T2D-associated metabolites (versus non-associated metabolites) seemed to show stronger associations with several baseline risk factors, in a direction that is consistent with the epidemiological associations between risk factors and T2D risk (Fig. 5a–c). For example, among the 235 T2D-associated metabolites, there was a strong, positive correlation (r = 0.86) between their association coefficients with baseline BMI and their prospective association coefficients with incident T2D (Fig. 5a). Likewise, positive correlations of association coefficients were observed for risk-increasing behavioral factors such as smoking, and higher consumption of red meat and sugary drinks. In contrast, metabolites associated with higher levels of PA, and higher consumption of coffee/tea and vegetables, tended to be associated with lower T2D risk (r = −0.65, −0.46 and −0.34, respectively) (Fig. 5b–c, Extended Data Fig. 7 and Supplementary Table 16).

Fig. 5: Metabolites that potentially mediate associations between modifiable risk factors and T2D risk.
Fig. 5: Metabolites that potentially mediate associations between modifiable risk factors and T2D risk.
Full size image

ac, Scatterplots compare the associations of metabolites with the risk factors BMI (a), PA (b) and coffee and/or tea consumption (c) versus their associations with T2D risk. Each dot represents a metabolite (colored: associated with the risk factor and incident T2D at FDR < 0.05 by biochemical category; dark gray: associated with incident T2D but not the risk factor; light gray: not associated with incident T2D); and the two trend lines are for T2D-associated (dark gray) and non-associated metabolites (light gray) separately. Association coefficients (betas) for risk factors are from MWASs in which all risk factors were mutually adjusted (including age, sex, BMI, PA, consumption of 15 main food groups, fasting status and other cohort-specific variables). For metabolites associated with a risk factor and incident T2D in an epidemiologically expected direction, we conducted mediation analysis testing the indirect effect (risk factor − T2D association via a metabolite). df, For metabolites whose indirect effects were in the same direction as the total effect, we present the distribution of proportion mediated (indirect effect/total effect) for BMI (d), PA (e) and coffee and/or tea consumption (f). All analyses were conducted separately in NHS, NHS2, HPFS, SOL and WHI (n up to 16,883 for individual metabolites) and results were combined using meta-analysis. g, For metabolites showing significant mediating effects between risk factors and incident T2D, we highlighted the top tissue types where these metabolites showed the most genetic colocalizations with tissue-specific gene expression, and the top clinical traits with which these metabolites have most genetic correlation.

Source data

Four risk factors (BMI, PA, coffee/tea consumption and red meat intake) demonstrated expected prospective associations with T2D risk consistently across our study cohorts (Supplementary Table 17a). We therefore employed a mediation analysis to identify which metabolites, and to what degree, mediated the associations between these risk factors and incident T2D. For BMI and PA, we identified 148 and 50 metabolites, respectively, potentially mediating their associations with T2D risk (Fig. 5d–e and Supplementary Table 17a). Notably, many of these metabolites have been linked, in our genetic analyses, to T2D-related traits such as intrahepatic and visceral fat, lipids and liver enzymes, and to tissue types such as visceral fat, pancreas and thyroid, among others (Fig. 5g and Supplementary Tables 12, 13 and 17a). We found eight metabolites (including C22:0 ceramide, C32:0 DAG and C36:2 PC Plasmalogen) as potentially causal mediators between BMI and T2D risk, based on mediation analysis and two-step MR analysis (Supplementary Fig. 11 and Supplementary Table 17b). These findings suggest that obesity and PA may affect T2D risk through metabolic modulations related to visceral and intrahepatic fat deposition, liver and endocrine dysfunction, and lipid dysregulation.
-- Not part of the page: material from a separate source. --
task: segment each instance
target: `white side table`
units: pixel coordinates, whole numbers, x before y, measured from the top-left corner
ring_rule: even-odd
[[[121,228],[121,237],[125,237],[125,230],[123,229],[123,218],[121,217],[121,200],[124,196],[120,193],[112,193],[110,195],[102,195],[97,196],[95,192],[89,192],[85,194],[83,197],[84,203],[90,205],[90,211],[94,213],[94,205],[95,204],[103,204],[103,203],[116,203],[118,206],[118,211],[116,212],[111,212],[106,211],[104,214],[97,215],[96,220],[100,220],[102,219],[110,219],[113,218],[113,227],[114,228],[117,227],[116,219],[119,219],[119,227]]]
We identified 74 metabolites as potential mediators between coffee/tea consumption and lower T2D risk, comprising several complex lipids, hippuric acid, isoleucine and glycine (Fig. 5f and Supplementary Table 17a). Hippuric acid is formed through hepatic glycine conjugation of benzoic acid, which is generated by the gut microbiota from polyphenols such as chlorogenic acids and epicatechins (abundant in coffee and tea)40,41, highlighting a potential host–microbe interplay in polyphenol metabolism and metabolic health. We also identified six lipids as potential mediators between red meat intake and T2D risk, including lipids linked to ectopic fat and lipid dysregulation in our genetic analyses (Supplementary Tables 12, 13 and 17a).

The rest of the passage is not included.